I’m configuring my new wordpress site and have now been twice blocked by my site’s firewall, the message being (I’ve removed my IP address):

Your IP address … had been blocked by the firewall due to repeatedly triggering a mod_security filter rule (“Blind SQL Injection Attack” – see sample below). I have unblocked your IP address and disabled the filter rule in question on the assumption that this is a false positive.

—
[Fri Apr 27 16:13:48 2018] [error] [client …] ModSecurity: Access denied with code 406 (phase 2). Pattern match “\\\\b(?:(?:s(?:ys(?:(?:(?:process|tabl)e|filegroup|object)s|c(?:o(?:nstraint|lumn)s|at)|dba|ibm)|ubstr(?:ing)?)|user_(?:(?:(?:constrain|objec)t|tab(?:_column|le)|ind_column|user)s|password|group)|a(?:tt(?:rel|typ)id|ll_objects)|object_(?:(?:nam|typ)e|id) …” at ARGS:data[form_data]. [file “/usr/local/apache/conf/modsec2.user.conf”] [line “134”] [id “950904”] [msg “Blind SQL Injection Attack”] [data “user_password”] [severity “CRITICAL”] [tag “WEB_ATTACK/SQL_INJECTION”] [hostname “bourneendu3a.org.uk”] [uri “/wp-admin/admin-ajax.php”] [unique_id “WuM@LE31QtoAE3U9PlAAAABE”]
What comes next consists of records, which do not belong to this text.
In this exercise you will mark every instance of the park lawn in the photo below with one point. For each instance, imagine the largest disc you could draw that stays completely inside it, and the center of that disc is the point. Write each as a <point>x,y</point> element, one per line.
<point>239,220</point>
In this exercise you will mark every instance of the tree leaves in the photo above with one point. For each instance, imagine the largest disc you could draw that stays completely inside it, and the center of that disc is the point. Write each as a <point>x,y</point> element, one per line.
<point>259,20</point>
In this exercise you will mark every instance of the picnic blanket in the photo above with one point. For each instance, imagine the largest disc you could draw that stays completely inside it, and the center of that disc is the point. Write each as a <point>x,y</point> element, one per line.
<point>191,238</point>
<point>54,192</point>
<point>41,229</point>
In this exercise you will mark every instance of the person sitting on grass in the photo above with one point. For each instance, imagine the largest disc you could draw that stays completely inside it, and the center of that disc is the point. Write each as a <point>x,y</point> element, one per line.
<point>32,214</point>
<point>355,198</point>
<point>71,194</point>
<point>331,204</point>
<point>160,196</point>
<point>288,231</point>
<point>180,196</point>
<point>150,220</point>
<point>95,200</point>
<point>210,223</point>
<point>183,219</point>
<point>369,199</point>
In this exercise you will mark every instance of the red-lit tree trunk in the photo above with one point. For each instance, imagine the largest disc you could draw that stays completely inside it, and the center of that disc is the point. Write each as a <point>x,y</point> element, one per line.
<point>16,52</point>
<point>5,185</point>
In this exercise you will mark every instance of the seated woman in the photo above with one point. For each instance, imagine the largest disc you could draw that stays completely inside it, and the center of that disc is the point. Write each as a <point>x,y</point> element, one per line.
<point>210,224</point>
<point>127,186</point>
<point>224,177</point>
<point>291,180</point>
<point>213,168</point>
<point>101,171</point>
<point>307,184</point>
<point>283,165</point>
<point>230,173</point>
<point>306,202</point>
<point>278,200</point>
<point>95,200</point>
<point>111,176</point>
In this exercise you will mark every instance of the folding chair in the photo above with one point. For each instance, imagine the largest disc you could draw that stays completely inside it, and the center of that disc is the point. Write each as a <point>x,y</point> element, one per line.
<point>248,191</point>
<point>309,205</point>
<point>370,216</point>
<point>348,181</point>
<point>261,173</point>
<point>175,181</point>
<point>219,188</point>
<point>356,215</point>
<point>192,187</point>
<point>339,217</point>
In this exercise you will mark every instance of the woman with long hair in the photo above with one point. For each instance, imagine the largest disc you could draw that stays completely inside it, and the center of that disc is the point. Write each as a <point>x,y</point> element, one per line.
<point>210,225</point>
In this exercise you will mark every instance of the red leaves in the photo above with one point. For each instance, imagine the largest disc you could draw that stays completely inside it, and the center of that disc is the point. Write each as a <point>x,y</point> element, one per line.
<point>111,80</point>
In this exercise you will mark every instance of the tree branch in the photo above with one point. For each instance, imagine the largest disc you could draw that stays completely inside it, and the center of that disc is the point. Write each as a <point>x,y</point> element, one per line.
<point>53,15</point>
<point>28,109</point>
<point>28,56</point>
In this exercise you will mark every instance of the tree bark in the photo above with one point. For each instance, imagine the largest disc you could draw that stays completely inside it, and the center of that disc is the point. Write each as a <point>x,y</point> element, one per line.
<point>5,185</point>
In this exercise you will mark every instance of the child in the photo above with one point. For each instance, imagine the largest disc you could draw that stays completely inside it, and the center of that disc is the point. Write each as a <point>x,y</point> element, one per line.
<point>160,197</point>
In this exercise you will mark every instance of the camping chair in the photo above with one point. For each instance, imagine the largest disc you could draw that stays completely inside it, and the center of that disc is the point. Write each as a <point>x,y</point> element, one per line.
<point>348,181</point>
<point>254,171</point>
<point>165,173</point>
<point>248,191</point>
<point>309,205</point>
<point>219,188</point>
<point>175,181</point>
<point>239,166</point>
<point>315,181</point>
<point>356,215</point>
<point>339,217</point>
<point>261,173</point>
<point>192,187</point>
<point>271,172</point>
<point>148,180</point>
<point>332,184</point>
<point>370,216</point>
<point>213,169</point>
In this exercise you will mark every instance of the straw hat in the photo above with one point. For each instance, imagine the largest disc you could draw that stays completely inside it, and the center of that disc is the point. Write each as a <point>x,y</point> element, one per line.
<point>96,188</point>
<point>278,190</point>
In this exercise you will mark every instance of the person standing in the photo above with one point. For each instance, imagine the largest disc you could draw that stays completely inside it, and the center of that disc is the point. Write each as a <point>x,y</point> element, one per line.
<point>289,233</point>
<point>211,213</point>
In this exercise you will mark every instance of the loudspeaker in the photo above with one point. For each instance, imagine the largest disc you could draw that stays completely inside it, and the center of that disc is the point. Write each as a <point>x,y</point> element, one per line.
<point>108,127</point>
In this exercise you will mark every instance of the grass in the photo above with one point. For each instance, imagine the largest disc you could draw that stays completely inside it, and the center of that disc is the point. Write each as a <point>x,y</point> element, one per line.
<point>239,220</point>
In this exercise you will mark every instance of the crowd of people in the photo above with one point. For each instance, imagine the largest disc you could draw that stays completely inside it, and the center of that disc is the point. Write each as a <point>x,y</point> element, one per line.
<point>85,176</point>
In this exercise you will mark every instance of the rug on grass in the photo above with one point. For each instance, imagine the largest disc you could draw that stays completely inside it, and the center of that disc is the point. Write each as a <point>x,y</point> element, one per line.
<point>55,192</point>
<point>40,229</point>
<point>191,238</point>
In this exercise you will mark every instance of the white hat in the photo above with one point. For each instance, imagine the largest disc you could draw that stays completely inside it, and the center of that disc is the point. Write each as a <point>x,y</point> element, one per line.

This was repeated a large number of times.

I was at the time trying to configure the “User registration” plugin v1.2.5 and it was not behaving as per instructions. (It wouldn’t save a new configuration.) I had deactivated all other plugins (Logged in User Shortcode, Theme My Login, Coming Soon Page & Maintenance Mode) except the last but otherwise it’s a standard 4.9.5 WordPress with Iconic-One theme. I had the latest version 1.2.5.1 earlier which produced the same results. I’ve put requests on WPEverest’s forums but had no help from there.

Whilst I can’t put it down to this plugin 100% it does appear the most likely cause. I’ve now deleted it from my site.